Parts 1 and 2 of this lab are adaptations of Tableau Software's Build-It-Yourself Examples. Throughout the lab, you'll occasionally see questions marked with an asterisk ('*'). To get credit for this lab, you'll post your answers to Piazza.

Lab 3 pt. 1: Build a Scatterplot

Scatterplots are a useful tool to help visualize relationships between quantitative (numerical) variables.

In Tableau, you create a scatterplot by placing at least one measure on the Columns shelf and at least one measure on the Rows shelf. Today, we'll create a simple scatterplot comparing just two dimensions at a time.

A scatterplot can use several mark types. By default, Tableau uses the standard shape mark type, a hollow circle. Depending on your data, you might want to use another mark type, such as a circle or a square. For more information, see Mark Types.

Let's create a scatterplot to compare sales to profit in the Superstore dataset:

  1. Open the Sample - Superstore data source.
  2. Drag the Sales measure to Columns.

    Tableau aggregates the measure as a sum and creates a horizontal axis.
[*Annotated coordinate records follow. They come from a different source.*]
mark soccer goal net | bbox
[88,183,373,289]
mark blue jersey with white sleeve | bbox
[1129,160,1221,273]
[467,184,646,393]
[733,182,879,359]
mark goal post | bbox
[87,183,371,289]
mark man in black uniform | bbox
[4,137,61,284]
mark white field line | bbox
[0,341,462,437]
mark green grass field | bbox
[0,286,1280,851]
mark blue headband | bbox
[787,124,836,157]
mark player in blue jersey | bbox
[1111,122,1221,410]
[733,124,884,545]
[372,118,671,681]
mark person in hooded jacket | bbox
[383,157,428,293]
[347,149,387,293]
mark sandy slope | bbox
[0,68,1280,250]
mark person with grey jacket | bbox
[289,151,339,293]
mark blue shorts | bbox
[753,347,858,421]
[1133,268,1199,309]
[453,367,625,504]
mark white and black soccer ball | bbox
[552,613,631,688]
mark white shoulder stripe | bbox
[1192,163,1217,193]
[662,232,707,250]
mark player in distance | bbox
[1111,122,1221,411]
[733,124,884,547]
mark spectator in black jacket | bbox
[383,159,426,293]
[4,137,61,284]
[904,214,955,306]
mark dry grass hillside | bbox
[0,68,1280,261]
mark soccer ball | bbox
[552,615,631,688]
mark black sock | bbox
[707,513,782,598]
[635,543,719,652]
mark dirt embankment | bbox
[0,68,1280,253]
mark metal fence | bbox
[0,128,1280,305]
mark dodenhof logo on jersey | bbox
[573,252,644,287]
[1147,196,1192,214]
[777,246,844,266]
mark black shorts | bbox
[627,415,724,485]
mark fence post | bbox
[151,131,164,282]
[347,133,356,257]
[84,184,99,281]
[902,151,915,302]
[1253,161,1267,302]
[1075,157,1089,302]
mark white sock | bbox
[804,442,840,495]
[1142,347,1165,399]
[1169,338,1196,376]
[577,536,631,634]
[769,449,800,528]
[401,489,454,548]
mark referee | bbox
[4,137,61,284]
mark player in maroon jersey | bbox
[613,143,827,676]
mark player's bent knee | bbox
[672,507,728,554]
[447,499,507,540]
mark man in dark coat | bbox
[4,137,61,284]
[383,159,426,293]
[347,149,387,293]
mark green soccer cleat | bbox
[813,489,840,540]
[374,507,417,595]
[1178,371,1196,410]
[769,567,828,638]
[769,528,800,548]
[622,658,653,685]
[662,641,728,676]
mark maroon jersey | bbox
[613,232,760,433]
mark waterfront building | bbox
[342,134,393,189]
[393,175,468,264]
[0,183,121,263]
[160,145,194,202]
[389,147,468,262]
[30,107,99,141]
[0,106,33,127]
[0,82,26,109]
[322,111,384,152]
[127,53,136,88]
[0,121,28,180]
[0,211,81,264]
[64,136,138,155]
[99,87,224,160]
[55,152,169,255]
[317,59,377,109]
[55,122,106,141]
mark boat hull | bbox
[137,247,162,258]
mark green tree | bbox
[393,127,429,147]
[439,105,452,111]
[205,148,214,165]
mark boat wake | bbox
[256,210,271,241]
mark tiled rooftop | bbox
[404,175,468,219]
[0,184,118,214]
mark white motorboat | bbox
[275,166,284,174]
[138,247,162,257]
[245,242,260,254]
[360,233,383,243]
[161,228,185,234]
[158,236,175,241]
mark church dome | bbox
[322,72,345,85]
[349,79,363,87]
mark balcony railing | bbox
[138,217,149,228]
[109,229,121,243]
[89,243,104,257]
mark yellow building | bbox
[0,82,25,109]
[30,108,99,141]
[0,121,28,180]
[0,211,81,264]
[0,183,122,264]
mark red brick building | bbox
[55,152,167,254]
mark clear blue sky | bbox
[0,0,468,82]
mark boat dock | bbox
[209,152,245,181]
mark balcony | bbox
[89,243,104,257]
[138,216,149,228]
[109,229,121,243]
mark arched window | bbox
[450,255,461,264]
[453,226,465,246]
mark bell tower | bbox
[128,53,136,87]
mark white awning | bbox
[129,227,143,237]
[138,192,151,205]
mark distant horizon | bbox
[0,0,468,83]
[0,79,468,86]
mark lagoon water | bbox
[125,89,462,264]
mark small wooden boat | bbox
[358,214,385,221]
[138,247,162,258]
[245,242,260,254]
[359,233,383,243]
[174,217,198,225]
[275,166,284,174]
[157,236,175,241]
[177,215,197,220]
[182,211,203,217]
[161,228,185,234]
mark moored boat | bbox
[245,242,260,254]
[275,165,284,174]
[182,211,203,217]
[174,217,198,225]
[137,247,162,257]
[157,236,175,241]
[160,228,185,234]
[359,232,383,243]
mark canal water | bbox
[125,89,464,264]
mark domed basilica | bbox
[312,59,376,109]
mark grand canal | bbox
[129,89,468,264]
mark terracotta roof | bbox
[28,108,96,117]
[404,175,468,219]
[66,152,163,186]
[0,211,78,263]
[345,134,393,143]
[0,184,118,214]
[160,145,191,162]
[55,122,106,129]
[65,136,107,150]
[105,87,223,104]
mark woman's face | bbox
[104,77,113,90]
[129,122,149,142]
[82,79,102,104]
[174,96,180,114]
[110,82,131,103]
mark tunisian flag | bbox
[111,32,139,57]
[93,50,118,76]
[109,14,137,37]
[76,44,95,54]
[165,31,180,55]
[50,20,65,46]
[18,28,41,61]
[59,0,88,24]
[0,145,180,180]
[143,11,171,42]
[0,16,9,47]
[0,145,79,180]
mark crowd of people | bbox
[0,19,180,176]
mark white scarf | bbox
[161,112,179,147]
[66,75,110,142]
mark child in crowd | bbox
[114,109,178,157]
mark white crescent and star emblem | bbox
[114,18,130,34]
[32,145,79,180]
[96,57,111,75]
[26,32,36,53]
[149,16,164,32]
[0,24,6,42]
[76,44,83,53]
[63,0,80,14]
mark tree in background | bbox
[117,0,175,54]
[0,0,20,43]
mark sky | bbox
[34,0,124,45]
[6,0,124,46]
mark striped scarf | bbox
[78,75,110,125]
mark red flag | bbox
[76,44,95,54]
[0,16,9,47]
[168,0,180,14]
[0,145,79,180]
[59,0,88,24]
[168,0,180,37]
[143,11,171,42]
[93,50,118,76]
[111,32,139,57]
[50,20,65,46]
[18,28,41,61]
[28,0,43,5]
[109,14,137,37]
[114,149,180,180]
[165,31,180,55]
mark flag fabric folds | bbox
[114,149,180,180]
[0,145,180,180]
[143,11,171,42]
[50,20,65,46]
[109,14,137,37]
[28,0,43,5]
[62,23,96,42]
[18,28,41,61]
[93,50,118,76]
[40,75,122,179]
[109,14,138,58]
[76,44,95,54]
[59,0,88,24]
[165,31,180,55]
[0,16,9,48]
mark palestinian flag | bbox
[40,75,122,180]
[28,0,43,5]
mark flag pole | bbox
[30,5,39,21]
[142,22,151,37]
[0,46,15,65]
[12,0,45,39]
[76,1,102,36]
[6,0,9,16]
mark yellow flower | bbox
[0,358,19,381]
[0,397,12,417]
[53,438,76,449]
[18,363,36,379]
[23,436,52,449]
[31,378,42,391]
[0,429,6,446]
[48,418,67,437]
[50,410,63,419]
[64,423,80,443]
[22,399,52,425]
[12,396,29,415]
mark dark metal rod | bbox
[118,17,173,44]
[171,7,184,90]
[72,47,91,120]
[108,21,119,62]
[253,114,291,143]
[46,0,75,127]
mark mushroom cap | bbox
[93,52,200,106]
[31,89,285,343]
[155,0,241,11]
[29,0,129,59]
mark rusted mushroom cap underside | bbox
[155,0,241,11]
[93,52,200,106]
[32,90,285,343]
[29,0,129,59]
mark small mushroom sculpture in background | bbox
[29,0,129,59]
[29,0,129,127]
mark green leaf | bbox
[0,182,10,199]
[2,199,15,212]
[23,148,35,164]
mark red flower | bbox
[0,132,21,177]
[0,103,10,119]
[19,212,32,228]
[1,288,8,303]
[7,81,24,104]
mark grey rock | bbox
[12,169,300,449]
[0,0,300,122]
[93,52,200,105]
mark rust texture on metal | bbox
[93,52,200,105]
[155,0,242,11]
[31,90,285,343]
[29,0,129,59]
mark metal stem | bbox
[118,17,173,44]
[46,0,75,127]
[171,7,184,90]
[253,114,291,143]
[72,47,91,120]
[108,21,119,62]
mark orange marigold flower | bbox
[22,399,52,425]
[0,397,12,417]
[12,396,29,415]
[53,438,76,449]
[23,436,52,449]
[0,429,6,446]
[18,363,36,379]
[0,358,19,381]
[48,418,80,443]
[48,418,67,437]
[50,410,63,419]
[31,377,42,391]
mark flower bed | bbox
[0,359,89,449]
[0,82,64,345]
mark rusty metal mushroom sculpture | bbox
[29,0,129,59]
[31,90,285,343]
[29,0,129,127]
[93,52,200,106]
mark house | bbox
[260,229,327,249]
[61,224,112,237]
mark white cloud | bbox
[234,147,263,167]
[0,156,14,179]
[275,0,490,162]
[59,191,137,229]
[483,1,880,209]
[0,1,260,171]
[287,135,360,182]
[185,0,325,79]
  3. Drag the Profit measure to Rows.

    Tableau aggregates the measure as a sum and creates a vertical axis.

Recall that measures contain continuous numerical data. When you plot one quantitative value against another, you are comparing two numbers. The resulting chart is just like a plot you may have seen in a math class, with x and y coordinates.

Now you have a one-mark scatterplot:

This initial view is a little disappointing — a single mark, showing the sum for all values for the two measures. Again, this is because the measures were automatically aggregated as sums. The default aggregation SUM() is indicated in the field names. If we hover over the single point in the chart, the values shown in the tooltip show the sum of sales and profit values across every row in the data source.

Let's see what happens if we disaggregate the data. To do this, we'll go to Analysis >Aggregate Measures and de-select.

Violá! Now you see a lot of marks--one for each row in your original data source:

It's a little hard to tell what's going on in that clumpy spot. Maybe it would help to separate the data according to whether it was in the Consumer, Corporate, or Home Office segments. We can do that by dragging the Segment dimension onto one of the visual dimensions in the Marks card. I'll use color:

Hmm, no discernable pattern there. Let's try a different measure, Product Category:

That's interesting! *Piazza Post pt. 1*: What do you notice about the Furniture category?

Lab 3 pt. 2: Trend Lines

Sometimes it's useful to capture our intuitions about the relationships we're seeing mathematically. A trend line can provide a statistical definition of the relationship between two numerical values. To add trend lines to a view, both axes must contain a field that can be interpreted as a number—by definition, that is always the case with a scatterplot.

To add a trend line, first we'll switch to the Analytics tab on the lefthand side of the screen:

Under the Model heading, we can grab the Trend Line label and drop it on to the type of model we'd like Tableau to fit to our data. We'll use a simple Linear model for today:

This produces three trend lines, one for each of the Product Category types:

You'll notice that each of the lines has two fainter lines surrounding it. These are called confidence bands, and they indicate how sure we are about the position of the line. You'll learn more about how this is calculated in more advanced data science courses. For now, we can turn them off to de-clutter the visualization.

To remove the confidence bands: right-click (control-click on Mac) in the view and choose Trend Lines > Edit Trend Lines.

In the Trend Line Options dialog box, clear the Show Confidence Bands check box, and then click OK.

This gives us a scatterplot with trend lines that looks like this:

*Piazza Post pt. 2*: Does the blue trend line match your intuition about the profitability of furniture sales? Why or why not?

Assignment 2: exploring correlation on real data

Now it's time to play with some real data!

  1. Start by downloading one of the sample data files available at Tableau > Resources

  2. Load the dataset into Tableau and explore the correlations between various measures.

  3. Deliverable: Create a scatterplot that highlights something interesting in your dataset. Post your visualizations to Moodle along with a brief description of what you found.